Today I was given a fairly large XML file (roughly 32 Mb) that I needed to parse in order to see if there was a match between a concatenation between two node values and the contents of a separate file that had comma separated values in it. Always looking for an excuse to use a different language than I normally do I decided to attack this in Ruby because I remember it being particularly good at handling File IO.
I’m going to present two solutions to this problem here. I’m sure they can both be improved.
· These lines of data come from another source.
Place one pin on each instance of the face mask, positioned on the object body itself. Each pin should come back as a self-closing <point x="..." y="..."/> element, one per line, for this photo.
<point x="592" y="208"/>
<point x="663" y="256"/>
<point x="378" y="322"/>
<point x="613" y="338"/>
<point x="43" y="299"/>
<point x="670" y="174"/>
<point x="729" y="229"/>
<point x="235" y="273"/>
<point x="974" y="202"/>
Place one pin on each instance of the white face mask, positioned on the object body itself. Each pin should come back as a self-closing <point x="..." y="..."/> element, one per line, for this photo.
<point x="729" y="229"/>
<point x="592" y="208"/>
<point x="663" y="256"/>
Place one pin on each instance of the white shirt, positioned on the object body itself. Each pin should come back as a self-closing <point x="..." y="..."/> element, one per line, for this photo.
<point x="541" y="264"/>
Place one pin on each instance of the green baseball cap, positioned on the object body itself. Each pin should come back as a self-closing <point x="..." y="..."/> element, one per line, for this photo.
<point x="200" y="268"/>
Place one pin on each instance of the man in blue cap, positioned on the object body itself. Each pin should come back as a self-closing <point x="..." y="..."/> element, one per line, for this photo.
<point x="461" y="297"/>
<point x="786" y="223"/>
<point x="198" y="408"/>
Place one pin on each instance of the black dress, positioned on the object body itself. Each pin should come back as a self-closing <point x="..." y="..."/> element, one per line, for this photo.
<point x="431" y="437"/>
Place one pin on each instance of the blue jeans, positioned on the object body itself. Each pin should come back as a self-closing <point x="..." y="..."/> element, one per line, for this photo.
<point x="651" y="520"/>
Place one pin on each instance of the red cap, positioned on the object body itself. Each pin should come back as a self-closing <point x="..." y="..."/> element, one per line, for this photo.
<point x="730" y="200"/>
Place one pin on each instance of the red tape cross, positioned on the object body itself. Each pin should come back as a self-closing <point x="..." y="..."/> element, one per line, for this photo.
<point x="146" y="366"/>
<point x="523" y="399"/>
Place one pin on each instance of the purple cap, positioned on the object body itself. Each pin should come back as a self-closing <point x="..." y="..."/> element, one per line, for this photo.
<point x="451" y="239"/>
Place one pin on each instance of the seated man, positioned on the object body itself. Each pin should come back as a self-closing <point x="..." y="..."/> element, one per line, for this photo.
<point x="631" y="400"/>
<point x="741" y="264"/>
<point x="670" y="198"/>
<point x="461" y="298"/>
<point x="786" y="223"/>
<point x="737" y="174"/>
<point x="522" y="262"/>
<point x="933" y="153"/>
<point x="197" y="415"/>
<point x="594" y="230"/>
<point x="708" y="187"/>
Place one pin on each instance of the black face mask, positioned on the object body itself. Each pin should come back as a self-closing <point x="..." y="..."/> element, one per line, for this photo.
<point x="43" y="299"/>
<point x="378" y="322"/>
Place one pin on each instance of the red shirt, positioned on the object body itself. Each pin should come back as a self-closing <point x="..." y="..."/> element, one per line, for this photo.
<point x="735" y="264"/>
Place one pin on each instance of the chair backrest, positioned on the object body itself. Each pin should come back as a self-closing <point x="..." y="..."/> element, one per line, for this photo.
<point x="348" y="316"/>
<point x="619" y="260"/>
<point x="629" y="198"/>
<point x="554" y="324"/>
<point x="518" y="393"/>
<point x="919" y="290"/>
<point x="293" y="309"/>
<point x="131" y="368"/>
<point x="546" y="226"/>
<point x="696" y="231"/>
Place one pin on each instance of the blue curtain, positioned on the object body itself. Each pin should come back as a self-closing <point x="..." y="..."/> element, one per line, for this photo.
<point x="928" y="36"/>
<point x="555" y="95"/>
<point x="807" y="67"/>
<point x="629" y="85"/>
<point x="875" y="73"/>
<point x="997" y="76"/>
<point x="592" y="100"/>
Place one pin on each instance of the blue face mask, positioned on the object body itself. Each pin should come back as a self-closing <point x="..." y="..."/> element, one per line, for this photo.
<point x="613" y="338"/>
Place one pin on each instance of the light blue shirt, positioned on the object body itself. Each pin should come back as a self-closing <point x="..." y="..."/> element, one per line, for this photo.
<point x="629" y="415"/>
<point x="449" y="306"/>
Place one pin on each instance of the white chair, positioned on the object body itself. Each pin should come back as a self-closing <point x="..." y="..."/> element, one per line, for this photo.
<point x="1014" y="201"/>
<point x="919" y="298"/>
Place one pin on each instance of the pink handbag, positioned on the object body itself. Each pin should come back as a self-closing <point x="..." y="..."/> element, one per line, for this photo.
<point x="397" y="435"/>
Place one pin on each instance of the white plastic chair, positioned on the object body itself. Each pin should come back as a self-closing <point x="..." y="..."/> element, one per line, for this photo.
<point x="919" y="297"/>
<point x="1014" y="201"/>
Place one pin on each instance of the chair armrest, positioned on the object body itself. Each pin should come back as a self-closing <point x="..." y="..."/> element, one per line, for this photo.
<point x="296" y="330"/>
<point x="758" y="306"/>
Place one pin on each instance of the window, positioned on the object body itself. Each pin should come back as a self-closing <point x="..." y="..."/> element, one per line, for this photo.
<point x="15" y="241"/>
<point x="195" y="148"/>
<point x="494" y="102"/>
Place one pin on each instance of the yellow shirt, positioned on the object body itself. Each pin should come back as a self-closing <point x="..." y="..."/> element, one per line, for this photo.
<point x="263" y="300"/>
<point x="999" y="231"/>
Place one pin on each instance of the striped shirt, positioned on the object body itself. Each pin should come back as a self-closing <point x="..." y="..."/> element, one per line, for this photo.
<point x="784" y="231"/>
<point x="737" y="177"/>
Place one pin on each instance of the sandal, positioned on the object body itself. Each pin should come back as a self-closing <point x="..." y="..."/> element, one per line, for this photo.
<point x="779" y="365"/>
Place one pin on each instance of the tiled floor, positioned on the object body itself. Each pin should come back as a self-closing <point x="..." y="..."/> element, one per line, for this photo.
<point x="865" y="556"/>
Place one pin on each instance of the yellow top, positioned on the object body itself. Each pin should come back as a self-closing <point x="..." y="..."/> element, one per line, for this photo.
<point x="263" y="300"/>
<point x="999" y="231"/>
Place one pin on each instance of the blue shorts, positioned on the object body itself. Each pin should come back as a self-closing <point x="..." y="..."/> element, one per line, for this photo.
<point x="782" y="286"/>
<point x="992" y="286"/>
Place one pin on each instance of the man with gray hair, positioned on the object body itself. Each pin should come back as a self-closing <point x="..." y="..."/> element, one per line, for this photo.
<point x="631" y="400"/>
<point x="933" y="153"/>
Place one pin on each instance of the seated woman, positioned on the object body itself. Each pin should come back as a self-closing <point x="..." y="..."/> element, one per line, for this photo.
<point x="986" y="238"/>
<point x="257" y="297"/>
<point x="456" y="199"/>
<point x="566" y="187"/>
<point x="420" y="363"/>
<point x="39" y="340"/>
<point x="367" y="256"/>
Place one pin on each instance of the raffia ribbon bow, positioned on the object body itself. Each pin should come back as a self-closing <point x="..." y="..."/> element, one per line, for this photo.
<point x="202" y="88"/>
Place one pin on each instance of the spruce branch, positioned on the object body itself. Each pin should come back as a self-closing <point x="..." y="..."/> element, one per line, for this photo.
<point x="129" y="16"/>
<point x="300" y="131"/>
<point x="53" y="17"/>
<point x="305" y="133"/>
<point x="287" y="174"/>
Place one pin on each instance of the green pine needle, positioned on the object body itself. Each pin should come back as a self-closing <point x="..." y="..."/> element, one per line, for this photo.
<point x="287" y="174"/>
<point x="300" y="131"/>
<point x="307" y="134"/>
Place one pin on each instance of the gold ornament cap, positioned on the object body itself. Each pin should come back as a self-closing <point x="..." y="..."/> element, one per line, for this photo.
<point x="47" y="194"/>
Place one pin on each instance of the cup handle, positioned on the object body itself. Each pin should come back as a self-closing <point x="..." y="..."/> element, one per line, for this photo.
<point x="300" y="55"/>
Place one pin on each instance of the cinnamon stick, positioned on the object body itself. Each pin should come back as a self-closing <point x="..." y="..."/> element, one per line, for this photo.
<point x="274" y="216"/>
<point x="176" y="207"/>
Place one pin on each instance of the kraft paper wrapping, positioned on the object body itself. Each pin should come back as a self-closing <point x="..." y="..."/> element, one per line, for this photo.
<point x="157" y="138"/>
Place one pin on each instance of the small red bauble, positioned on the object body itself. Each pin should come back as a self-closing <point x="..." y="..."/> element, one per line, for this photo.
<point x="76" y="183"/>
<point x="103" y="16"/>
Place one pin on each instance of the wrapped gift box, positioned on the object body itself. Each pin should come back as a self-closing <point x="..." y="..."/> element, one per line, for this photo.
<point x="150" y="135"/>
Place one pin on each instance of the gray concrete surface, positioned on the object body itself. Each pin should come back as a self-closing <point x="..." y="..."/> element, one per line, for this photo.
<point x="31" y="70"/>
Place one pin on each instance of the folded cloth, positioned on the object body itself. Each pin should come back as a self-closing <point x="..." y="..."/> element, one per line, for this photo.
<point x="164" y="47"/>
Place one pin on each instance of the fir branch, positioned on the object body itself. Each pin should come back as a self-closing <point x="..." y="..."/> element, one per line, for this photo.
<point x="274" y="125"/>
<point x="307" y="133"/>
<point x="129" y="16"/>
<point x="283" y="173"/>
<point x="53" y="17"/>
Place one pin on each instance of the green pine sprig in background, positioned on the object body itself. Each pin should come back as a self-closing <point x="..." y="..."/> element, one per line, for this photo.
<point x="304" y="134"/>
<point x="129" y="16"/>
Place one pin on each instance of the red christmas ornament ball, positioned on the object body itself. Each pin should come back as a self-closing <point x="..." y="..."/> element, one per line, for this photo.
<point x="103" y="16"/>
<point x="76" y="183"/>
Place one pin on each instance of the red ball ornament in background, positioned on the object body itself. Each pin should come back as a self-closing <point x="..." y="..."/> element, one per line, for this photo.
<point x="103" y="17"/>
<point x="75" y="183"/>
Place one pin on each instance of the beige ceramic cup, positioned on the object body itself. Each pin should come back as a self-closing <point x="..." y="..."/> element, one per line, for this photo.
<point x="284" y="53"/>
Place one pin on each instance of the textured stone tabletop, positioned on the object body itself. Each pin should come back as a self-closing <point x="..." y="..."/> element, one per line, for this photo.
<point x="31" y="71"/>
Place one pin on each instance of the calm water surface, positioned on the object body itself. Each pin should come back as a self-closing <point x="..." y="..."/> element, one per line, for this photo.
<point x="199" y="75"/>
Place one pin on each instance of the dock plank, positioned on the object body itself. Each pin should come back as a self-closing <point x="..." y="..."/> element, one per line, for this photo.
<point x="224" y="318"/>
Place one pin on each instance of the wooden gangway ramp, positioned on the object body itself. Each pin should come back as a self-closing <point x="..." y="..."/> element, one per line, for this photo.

However, the second solution was the one I settled on because it is substantially more performant.
Example 1 - Using SimpleXML Look, I don’t know Ruby well at all so when I saw a library called SimpleXML I thought - “sweet that’s right up my alley!” It really was easy to use but, as you’ll see, it wasn’t the right tool for this particular job.
require 'rubygems'
require 'xmlsimple'
duplicates = Array.new()
enrollments = Array.new()
# read in the xml of enrollments
puts "reading in enrollment file; this could take a while."
data = XmlSimple.xml_in('students.xml')
puts "enrollment file loaded; now to parse it!"
cnt = 0
data['membership'].each do |course|
courseId = course["sourcedid"][0]["id"][0].strip
course["member"].each do |student|
studentId = student["sourcedid"][0]["id"][0].strip
enrollmentId = studentId << "," << courseId
enrollments.push(enrollmentId)
end
cnt++
if cnt > 9 then
p "."
cnt = 0
end
end
#read in the comma delimited list..
puts "reading in the drop file"
drops = File.readlines("term_drops.lis");
drops.delete_at(drops.length-1)
drops = drops.collect{|x| x.strip}
puts "comparing..."
duplicates = enrollments & drops
if duplicates.size > 0 then
puts "found the following duplicate enrollments"
puts duplicates
else
puts "YES! no duplicates found"
end
By far the slowest part of this process was the line data = XmlSimple.xml_in(‘students.xml’) - in fact with my large XML file I got bored and gave up waiting for it to load. What I needed was a parser that would pull in one node of the document at a time.
Nokogiri
It turns out there are a few solutions but I settled on Nokogiri and I’m glad I did. Honestly, the documentation is a little confusing but the library itself works great.
require 'rubygems'
require 'nokogiri'
duplicates = Array.new()
enrollments = Array.new()
puts "reading in drops file"
drops = File.readlines("term_drops.lis");
drops.delete_at(drops.length-1)
drops = drops.collect{|x| x.strip}
puts "reading in enrollment file; this could take a while."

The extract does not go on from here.